Federer: “It’s Definitely A Moment You Appreciate”
The 2019 Miami Open presented by Itau was all about new beginnings, but in the end, some things never change.
On Sunday, Roger Federer became the first champion at the new Hard Rock Stadium, completing an impressive run to the title with a 6-1, 6-4 defeat of John Isner. After conceding his opening set of the tournament to Radu Albot, he was nearly flawless from there, blitzing the field for his fourth tournament title.
One year after succumbing to Thanasi Kokkinakis in an opening-round stunner, Federer admits that he wasn’t entirely sure of his return to the ATP Masters 1000 event. Safe to say he’s happy with the decision to come back.
“It’s easy to say that last year didn’t work out, so I won’t come back this year,” said Federer. “And as I’m playing clay, maybe add rather another clay-court event. But I felt like let’s extend the hard court season. Let’s see the new venue.
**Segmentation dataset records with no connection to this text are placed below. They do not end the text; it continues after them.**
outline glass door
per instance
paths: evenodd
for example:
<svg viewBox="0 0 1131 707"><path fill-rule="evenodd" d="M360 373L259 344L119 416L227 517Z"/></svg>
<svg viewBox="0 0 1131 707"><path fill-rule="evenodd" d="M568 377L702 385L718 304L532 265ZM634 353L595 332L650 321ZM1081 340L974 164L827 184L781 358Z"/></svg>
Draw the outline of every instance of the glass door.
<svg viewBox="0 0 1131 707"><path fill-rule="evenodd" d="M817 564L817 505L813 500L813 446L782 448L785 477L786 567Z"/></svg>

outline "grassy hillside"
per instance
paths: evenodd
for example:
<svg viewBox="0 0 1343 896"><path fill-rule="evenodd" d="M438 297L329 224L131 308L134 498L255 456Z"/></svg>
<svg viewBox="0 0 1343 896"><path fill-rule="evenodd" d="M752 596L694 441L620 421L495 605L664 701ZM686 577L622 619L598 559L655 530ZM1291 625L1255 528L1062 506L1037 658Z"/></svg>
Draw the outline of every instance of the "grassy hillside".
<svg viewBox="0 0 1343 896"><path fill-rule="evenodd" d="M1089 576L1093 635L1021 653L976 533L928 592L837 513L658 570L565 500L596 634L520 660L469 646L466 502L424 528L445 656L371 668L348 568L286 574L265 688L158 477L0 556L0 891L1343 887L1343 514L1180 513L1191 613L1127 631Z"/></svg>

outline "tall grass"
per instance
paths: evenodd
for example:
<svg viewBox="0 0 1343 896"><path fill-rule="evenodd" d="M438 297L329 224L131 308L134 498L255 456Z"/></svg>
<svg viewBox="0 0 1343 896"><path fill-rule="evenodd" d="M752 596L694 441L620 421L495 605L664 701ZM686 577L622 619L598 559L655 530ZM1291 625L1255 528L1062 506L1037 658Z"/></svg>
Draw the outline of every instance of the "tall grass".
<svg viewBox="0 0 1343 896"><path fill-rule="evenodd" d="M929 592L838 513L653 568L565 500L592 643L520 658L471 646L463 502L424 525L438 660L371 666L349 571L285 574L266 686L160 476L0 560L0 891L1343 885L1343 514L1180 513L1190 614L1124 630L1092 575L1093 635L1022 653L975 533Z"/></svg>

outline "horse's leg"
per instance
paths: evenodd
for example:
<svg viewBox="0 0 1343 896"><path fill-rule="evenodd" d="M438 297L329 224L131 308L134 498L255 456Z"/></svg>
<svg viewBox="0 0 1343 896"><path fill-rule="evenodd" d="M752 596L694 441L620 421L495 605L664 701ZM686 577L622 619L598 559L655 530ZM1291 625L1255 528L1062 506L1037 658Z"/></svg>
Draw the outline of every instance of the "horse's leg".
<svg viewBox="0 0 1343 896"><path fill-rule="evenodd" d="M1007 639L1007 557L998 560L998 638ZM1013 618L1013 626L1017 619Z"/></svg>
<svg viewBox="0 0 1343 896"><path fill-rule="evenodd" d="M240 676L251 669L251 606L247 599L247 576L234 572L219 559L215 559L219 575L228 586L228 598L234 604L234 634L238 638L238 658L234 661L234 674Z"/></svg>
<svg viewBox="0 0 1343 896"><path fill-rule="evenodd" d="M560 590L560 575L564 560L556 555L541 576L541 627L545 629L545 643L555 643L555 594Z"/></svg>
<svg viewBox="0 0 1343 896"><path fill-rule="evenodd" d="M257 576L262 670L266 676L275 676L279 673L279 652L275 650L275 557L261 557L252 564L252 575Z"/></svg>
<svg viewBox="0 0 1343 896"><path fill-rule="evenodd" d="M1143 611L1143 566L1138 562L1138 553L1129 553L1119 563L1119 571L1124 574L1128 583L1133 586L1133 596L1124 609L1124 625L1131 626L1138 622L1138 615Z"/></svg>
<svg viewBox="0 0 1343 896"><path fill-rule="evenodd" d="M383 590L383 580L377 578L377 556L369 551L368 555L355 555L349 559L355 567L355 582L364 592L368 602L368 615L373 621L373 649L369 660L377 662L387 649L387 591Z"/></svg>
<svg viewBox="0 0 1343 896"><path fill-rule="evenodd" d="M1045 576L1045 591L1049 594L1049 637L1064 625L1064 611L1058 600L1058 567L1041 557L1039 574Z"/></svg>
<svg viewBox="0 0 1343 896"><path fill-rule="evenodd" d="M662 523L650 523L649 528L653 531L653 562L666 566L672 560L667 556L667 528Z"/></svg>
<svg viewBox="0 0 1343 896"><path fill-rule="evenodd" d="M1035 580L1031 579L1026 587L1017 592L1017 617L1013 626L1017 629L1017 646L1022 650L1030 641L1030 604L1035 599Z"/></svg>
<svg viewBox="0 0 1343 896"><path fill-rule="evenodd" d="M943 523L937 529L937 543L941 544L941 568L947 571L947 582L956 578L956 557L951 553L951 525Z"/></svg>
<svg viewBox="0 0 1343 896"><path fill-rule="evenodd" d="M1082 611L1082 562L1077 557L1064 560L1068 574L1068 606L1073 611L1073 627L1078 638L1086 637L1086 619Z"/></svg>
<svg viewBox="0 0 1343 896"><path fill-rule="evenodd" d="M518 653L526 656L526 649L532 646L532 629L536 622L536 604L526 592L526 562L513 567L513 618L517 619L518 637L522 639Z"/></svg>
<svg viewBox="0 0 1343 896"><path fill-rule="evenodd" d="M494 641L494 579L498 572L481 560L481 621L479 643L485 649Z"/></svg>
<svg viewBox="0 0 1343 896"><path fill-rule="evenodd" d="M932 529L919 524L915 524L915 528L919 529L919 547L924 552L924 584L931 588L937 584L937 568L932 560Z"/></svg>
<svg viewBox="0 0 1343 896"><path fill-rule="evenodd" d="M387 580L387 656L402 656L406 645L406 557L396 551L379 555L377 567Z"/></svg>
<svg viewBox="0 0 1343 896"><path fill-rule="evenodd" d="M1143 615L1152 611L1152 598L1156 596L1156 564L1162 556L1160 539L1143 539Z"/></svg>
To be honest, I think that was something also I was excited to see… So I’m happy with the team we took the right decision.
“Of course you feel fortunate when you come all the way to the end of the event and you can sit here with the trophy. It’s definitely a moment you appreciate a lot, because you know it could have turned out very different.
“And also the secret was I was more positive this year after losing in Indian Wells over last year. Because last year I was, I don’t want to say frustrated, but I think I was down on myself. I think it cost me a little bit on confidence because I was so down. So maybe this year I didn’t feel that way. Let’s go to Miami and have a good tournament. And I did.”
Federer notched his 101st tour-level crown, 28th at the ATP Masters 1000 level and fourth in Miami. Previously the champion at the old site on Key Biscayne in 2005, 2006 and 2017, the Swiss has fond memories of his time in South Florida.
In his post-match speech, an elated Federer reflected on his experiences competing in the area. From his junior days competing at Flamingo Park and The Biltmore to his Miami Open debut in 1999, the region has a special place in the 37-year-old’s heart.
“The other three [Miami titles] were very special in many ways,” Federer added. “I felt like it reflected who I have become until that moment. These Masters 1000s are hard to win. They are really a test for me, especially later in my career. So I know these don’t come around very often, so when they do, it’s a bit of a surprise for me. That’s why this one feels really cool in many ways.
“Being able to fight back [vs. Nadal in the 2005 final] and find a way to win, I ended up playing unbelievable tennis. I really feel like it was a big moment for me in my life and in my career there. The final against Ivan [Ljubicic] was just during the time when I was dominating so much and I was thinking how many times could I beat Ivan in a row. All these things were happening. It was just a matter of extending whatever you can and for as long as you can.
“And then of course the win here two years ago, maybe as much as it didn’t come as a surprise for people, for me it still did, because I felt like the tank was empty. I had a tough week here against Berdych and Kyrgios, as well. And I also didn’t expect this one, to be honest. I lost in a very close final in Indian Wells and it was a new venue. I didn’t know what to expect.”
Federer will next compete at the Mutua Madrid Open, making his return to clay for the first time in three years. His last match on the surface came at the 2016 Internazionali BNL d’Italia in Rome. He did not compete on the surface in 2017-18 to give his body a break ahead of the grass season. And while the Swiss says he is ready to make his clay comeback, he admits his confidence is low in making the transition.
“I’m not very confident going into this clay court season, I can tell you that. I didn’t even remember how to slide anymore. I’m taking baby steps at this point. I didn’t play one point – not one shot – on clay last year. Two years ago I played two days. Three years ago I played not feeling great in Monte-Carlo and Rome and all that. It’s been so little that I really don’t know what to expect.
“What this win does for me is it just takes even more pressure off from the clay-court season. That’s what I’m looking at now the next four or five weeks, figuring out how we are going to go about it. I’m very excited. It’s a good challenge, a good test.”